Train Accuracy: 0.9118942731277533
Test Accuracy: 0.868421052631579


In [31]:
# AdaBoost increases the training accuracy significantly, but the test accuracy is only slightly better than Bagging. 
# This small gap between train and test suggests that overfitting is coming back, although not as strongly as with a single decision tree.
# AdaBoost focuses on hard examples, which helps the model fit the training data well, but can hurt generalization


You can probably see a good improvement in score, but overfitting rearing it's ugly head a gain (not as much as in the base model). This is because the iterative correction of adaboost really allows the model to focus on the specifics of this problem, at a cost of overexploiting the dataset.

In [40]:
# Run the same code again a couple of times. S
# You can see that the test Accuracy will mostly be pretty good, even if some times it get's lower or higher scores (high variance, low bias)
# You can see also that consistently the Train Accuracy is higher than the Test Accuracy,indicating some (not extreme) overfitting 

np.random.seed(None)  # force different randomness on each run

# Train AdaBoost
adaboost_model = AdaBoostClassifier(
    estimator=DecisionTreeClassifier(max_depth=1),  # very simple tree (weak learner)
    n_estimators=100  # number of boosting rounds (trees)
)

# Fit the model on training data
adaboost_model.fit(X_train, y_train)

# Predictions and evaluation
y_train_pred = adaboost_model.predict(X_train)
y_test_pred = adaboost_model.predict(X_test)

# Evaluate performance
print("Train Accuracy:", accuracy_score(y_train, y_train_pred))
print("Test Accuracy:", accuracy_score(y_test, y_test_pred))

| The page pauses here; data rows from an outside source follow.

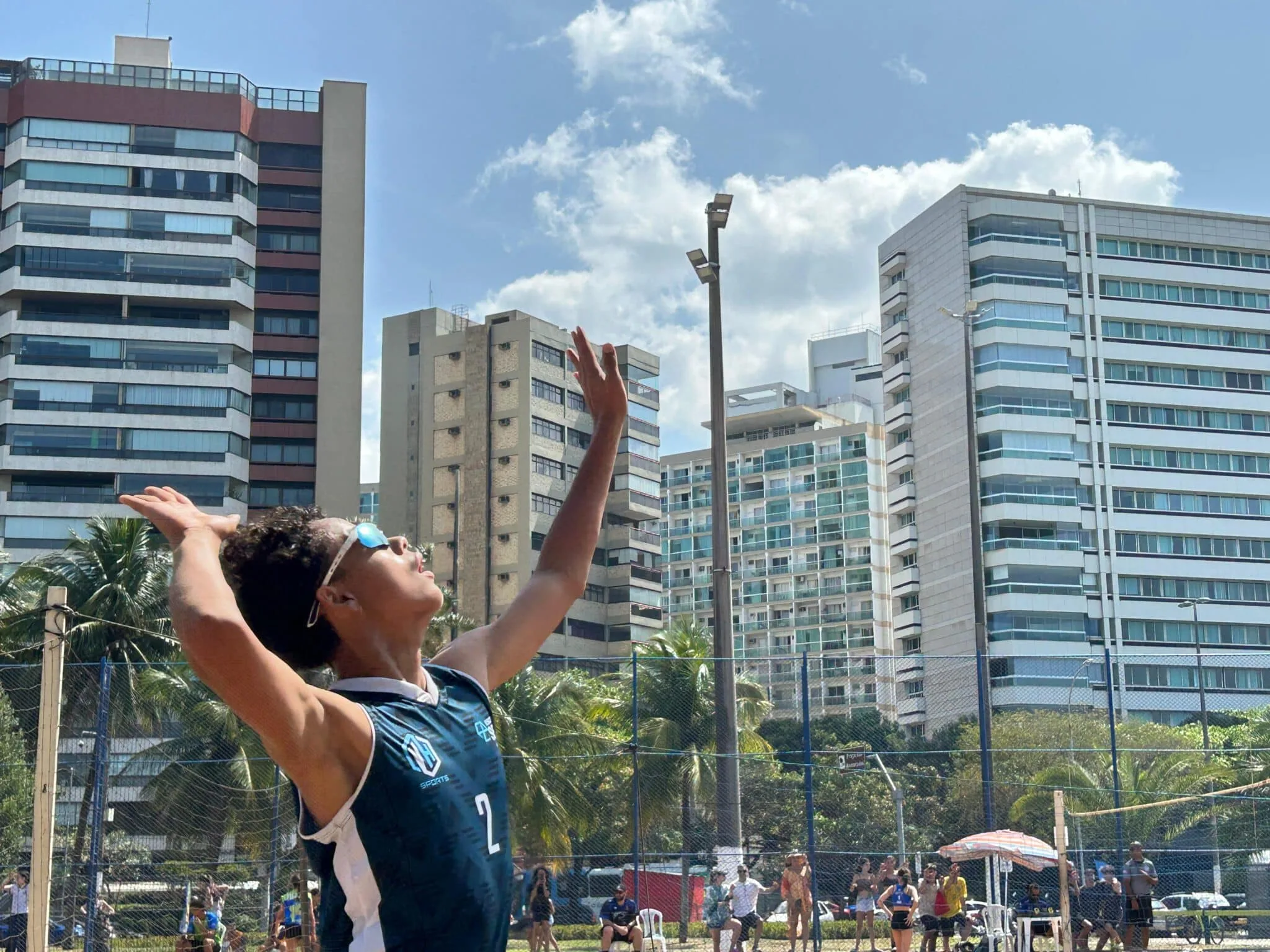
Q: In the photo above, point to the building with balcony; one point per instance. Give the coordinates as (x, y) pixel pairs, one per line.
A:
(807, 500)
(1121, 421)
(483, 430)
(172, 307)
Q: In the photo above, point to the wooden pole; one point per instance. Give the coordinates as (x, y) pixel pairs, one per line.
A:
(1065, 896)
(46, 770)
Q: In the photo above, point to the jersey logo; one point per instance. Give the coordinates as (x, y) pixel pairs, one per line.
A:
(420, 754)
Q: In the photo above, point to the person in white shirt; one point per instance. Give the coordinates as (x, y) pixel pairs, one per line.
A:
(16, 885)
(744, 894)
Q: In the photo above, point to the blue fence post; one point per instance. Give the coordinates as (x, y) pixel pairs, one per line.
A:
(636, 775)
(100, 775)
(1116, 756)
(273, 851)
(810, 806)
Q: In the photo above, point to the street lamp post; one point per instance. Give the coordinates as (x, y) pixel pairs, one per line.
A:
(728, 787)
(1194, 603)
(981, 611)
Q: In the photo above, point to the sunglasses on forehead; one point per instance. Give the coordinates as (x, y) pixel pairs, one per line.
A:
(366, 534)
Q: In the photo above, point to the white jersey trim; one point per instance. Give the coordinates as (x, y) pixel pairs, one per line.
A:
(332, 832)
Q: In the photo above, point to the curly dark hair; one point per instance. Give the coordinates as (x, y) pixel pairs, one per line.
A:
(275, 564)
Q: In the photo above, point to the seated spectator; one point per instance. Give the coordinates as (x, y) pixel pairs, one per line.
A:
(619, 919)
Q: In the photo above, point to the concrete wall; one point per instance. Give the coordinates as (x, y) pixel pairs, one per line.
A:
(339, 343)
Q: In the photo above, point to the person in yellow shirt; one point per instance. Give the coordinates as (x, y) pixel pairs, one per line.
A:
(953, 920)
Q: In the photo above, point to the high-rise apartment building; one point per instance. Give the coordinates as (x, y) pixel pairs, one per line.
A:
(807, 501)
(1121, 374)
(180, 289)
(483, 430)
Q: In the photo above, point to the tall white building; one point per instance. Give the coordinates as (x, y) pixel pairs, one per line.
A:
(807, 511)
(1122, 366)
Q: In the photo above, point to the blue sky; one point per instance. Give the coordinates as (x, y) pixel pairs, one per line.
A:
(554, 155)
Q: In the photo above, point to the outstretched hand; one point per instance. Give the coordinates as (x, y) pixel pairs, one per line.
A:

Train Accuracy: 0.9118942731277533
Test Accuracy: 0.868421052631579


In [42]:
# AdaBoost is a deterministic algorithm, so running the same code multiple times gives the same result.
# Unlike Bagging, there is no randomness in how AdaBoost samples data. It builds each tree step-by-step 
# based on the previous model's errors, so the outcome is stable as long as the input data stays the same.